In Sonja Roths Villa am Stadtrand von Wien kommt es zu seltsamen Vorfällen, seit die Autorin von Heftromanen ihr Hinterhaus einem verschrobenen Historiker vermietet hat. Dieser Dr. Heribert Strunzl führt offenbar Experimente durch, die nicht jeder sehen soll. Dazu braucht er die Asche berühmter toter Wienerinnen - sowie die Überreste des gefeierten Musical-Stars Adonis Götterl. Strunzls geheimer Plan ist grausig - doch er hat die teuflische Rechnung ohne Sonja und ihren Hausfreund Harry gemacht...
Barbara Büchner versteht zu schreiben. Das wissen die Leser ihrer Bücher. "Die toten Weiber von Wien" ist wieder einmal ein Buch der Wiener Autorin, das die ganze Bandbreite ihres schriftstellerischen Könnens in sich vereint: Humor, filigrane Schreibkunst, Spannung, ungewöhnliche Plotstrukturen, gute Recherche und vieles mehr.
Der Titel handelt von einem verschrobenen Historiker (Dr. Heribert Strunzl), der das Gartenhaus der Villa der über fünfzigjährigen Heftromanautorin (Sonja Roth) mietet, um dort höchst morbide Experimente durchzuführen. Doch Sonja, die zuerst erfreut über den vermeintlich älteren und ruhigeren Wissenschaftler war, und ihr Hausfreund (Harry, ein gescheiterter Englischlehrer mit Hang zu Drogen, der sich von betuchten älteren "Damen" aushalten läßt) bemerken sehr schnell, daß mit dem Professor, der ständig dick vermummt herumläuft, irgend etwas nicht stimmt, versuchen ihm hinter die Schliche zu kommen, decken auf, daß es wohl einen Zusammenhang zu Grabschändungen der Vergangenheit gibt und geraten in tödliche Gefahr...
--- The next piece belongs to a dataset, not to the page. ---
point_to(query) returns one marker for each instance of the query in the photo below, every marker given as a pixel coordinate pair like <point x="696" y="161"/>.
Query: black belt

Was Barbara Büchner wie keine andere beherrscht, ist die hohe Kunst verschiedene Handlungsbögen zu verknüpfen. So geschickt, daß sie einen nahtlosen Übergang gewährt. Auch in diesem Roman. Und das ist die wahre Größe, die diese Autorin ausmacht!
Zum einen folgt der Leser Sonja und Harry auf den Spuren des nekrophilen und okkulten Wiens und erfahren so eine Menge über die Geschichte der Stadt. In die spannend erzählte Gruselkrimistory hat die Autorin geschickt Lokalgeschichte, Sagen, Anekdoten und historische Kriminalfälle der Stadt Wien in die Handlung eingeflochten. Das macht die Besonderheit dieses Buches aus.
Aber nicht nur das.
Auch die ganze "spezielle" Beziehung der Protagonistin und ihrem erheblich jüngeren Liebhaber. Obwohl Sonja sehr wohl bewußt ist, daß er sich finanziell von ihr aushalten läßt
- "Unglaublich, was ein Mann alles aus seinen Lenden herausholen kann, wenn er befürchten muß, mitten im eiskalten Wasser auf der Straße gesetzt zu werden!" -
und er im Bett nicht unbedingt der "Bringer" ist,
-"und die Leistungen im Bett ließen ebenfalls sehr zu wünschen übrig. Ein Mann, der im Geist mit Dämonen kämpft, kann sich nicht auf seinen Schwanz konzentrieren."-
ist die Beziehung durchweg positiv. Und gerade diese beschreibt die Autorin so sympathisch
- "..aber Männer neigen sehr schnell dazu, sich für unersetzlich zu halten, sogar Männer wie Harry, und eine kleine Beunruhigung hin und wieder tut ihnen nur gut...!" -
und humorvoll, daß der Leser das ungewöhnliche Paar sofort ins Herz schließt.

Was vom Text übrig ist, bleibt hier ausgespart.